Last evening's anti-littering ordinance is all well and good, but lest we forget, déjà vu is more than just a strip club in Louisville.
Definition of déjà vu
1
a : the illusion of remembering scenes and events when experienced for the first time
b : a feeling that one has seen or heard something before
Despite a blond, swept-back mane all his own, Fonda looks startlingly like his father, Henry … . He even moves like his father, only dispelling the eerie feeling of déjà vu when he opens his mouth. — Peter Biskind
2
: something overly or unpleasantly familiar: "The team's poor start to the season was déjà vu for its long-suffering fans."
Ah, the memories. Back in 2013, Greg Phipps heroically tackled porch fridges.
Panhandling in the middle of the street about to be abolished. That and porch furniture.
As for the ordinance ridding the city of "indoor" furniture and various appliances arranged tastefully (although usually otherwise) on porches, I'm mostly down with the notion, although (a) it's yet another aesthetic Band-Aid that addresses symptoms, rather than the fundamental rot of slumlordism, and (b) if there's any one thing we've learned during the past decade, such a Band-Aid is meaningless without concrete enforcement plans. I'm told the council discussed enforcement at its work session last week, and that's a positive sign.
Can anyone recall an instance of porch furniture ordinance enforcement?

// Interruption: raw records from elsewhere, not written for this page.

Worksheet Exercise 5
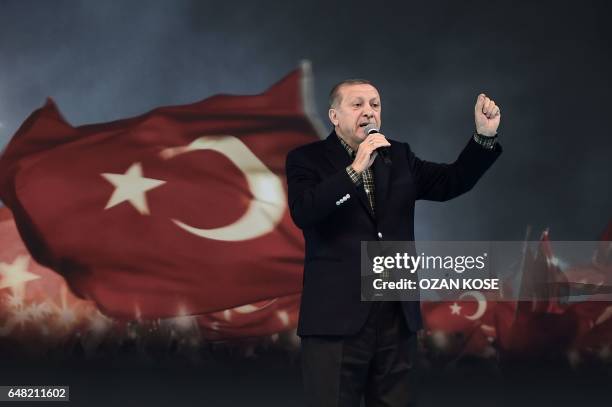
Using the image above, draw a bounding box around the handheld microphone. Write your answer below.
[363,123,391,165]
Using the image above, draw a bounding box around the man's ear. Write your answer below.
[327,108,338,126]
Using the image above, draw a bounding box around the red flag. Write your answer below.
[421,291,497,356]
[0,63,318,319]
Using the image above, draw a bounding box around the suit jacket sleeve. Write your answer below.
[285,150,356,229]
[405,138,502,201]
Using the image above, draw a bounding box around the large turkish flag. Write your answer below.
[0,63,319,318]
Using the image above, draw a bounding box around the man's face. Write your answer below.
[329,84,381,147]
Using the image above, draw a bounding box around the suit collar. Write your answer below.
[325,130,391,219]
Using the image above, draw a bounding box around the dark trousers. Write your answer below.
[302,302,418,407]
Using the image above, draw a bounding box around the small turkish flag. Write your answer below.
[0,63,319,319]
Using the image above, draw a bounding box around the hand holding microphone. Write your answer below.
[351,124,391,173]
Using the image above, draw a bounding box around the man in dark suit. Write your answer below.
[286,80,501,407]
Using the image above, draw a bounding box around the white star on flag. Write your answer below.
[0,255,40,298]
[100,163,166,215]
[450,302,461,315]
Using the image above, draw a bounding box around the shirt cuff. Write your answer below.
[346,165,363,186]
[474,132,497,150]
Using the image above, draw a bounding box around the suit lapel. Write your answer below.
[372,151,391,220]
[325,131,374,220]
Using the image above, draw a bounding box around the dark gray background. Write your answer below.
[0,0,612,240]
[0,0,612,407]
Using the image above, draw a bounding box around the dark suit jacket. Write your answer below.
[286,131,501,336]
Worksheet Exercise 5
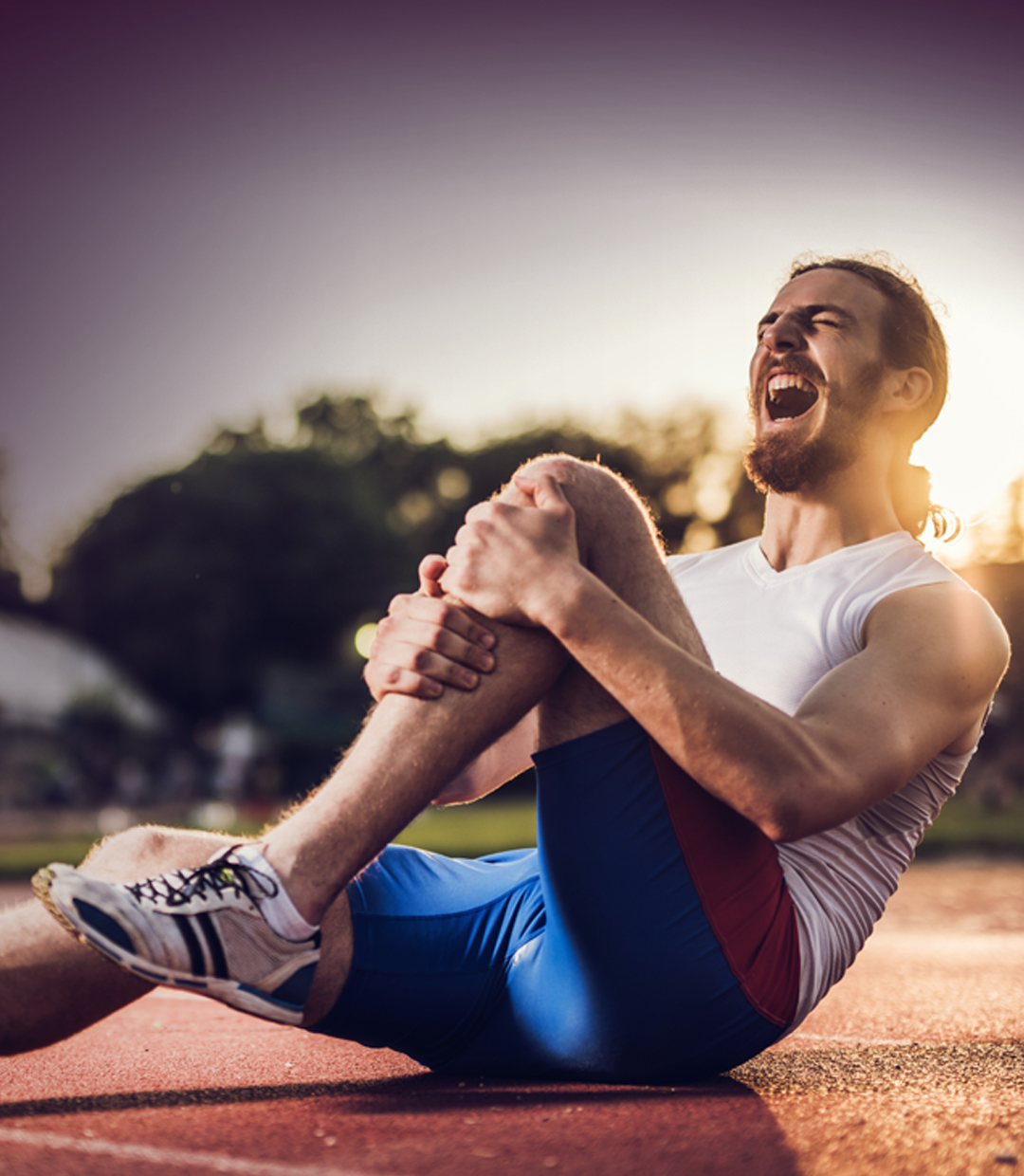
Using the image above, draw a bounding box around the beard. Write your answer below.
[743,363,884,494]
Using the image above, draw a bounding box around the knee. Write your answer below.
[507,452,662,553]
[82,824,237,882]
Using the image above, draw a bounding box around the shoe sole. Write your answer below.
[31,866,303,1025]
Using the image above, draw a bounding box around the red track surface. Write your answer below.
[0,863,1024,1176]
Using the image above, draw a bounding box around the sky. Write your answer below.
[0,0,1024,593]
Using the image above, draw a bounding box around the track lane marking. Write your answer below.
[0,1128,378,1176]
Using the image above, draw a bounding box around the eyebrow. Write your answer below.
[758,303,857,327]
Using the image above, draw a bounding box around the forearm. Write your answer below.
[543,567,858,839]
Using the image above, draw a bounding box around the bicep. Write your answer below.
[795,584,1008,818]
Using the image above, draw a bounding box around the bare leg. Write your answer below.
[9,459,704,1053]
[263,457,706,923]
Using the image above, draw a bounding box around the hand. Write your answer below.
[440,474,581,626]
[363,555,496,702]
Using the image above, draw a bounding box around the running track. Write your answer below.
[0,863,1024,1176]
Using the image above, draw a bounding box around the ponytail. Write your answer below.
[890,462,961,540]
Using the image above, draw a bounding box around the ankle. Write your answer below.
[234,842,322,941]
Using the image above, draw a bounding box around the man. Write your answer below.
[0,252,1008,1081]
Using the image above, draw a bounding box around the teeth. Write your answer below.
[768,372,817,396]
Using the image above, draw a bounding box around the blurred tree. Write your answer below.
[50,436,415,720]
[0,461,31,613]
[49,391,761,739]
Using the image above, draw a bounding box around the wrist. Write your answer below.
[531,563,599,642]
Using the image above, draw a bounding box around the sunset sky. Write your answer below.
[0,0,1024,584]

Thursday's littering Band-Aid fits precisely the same pattern. It addresses symptoms, not fundamentals, and it will be meaningless without equitable, consistent enforcement ... and it's the latter that invariably stalls, if not every last time, then just about always.
Later this afternoon, I hope to link readers to a follow-up about this week's most compellingly New Gahanian story: Warren's sad Board of Works social research meltdown: "Jeff Gahan’s appointees could use a refresher course in due process. After all, it is a tenet of representative government and basic justice."
New Albany City Council approves stronger litter ordinance, by Erin Walden (N and T)
NEW ALBANY — New Albany City Council took major strides to make the city, as one council member put it, an “overall cleaner city” Thursday night.
The governing body passed a litter ordinance that imposes much heavier fines for littering, structured to make citizens think twice before dropping a cigarette butt, ditching a bag of trash instead of paying for a trash service or dumping an appliance.
The new ordinance is structured around the type of litter, proximity to a natural water source or storm drain, amount of litter and if the individual is a repeat offender.
A styrofoam cup can carry a $100 fine, a hypodermic needle or obscene magazine up to a $1,000.
The heftiest possible fine is $8,000.
Council member Al Knable introduced the ordinance, explaining that he was told both the police department and mayor’s office were behind it.
3 comments:
They need to enforce stuff on the books first before making new ordinances. There is a $25 fine for getting in others trash. Try getting that enforced. Not talking scrap metal. Its the ones that get in the trash can and open closed bags! Fist thing dispatcher says is "are they making a mess?" Mess or not it is against ordinance!
An excellent example. Thanks.
They can't enforce a noise ordnance, but they think the police will bust Polar Pop folks, does Al live in the city. What's the deal with the obscene magazines, are the streets of New Albany littered with dirty magazines?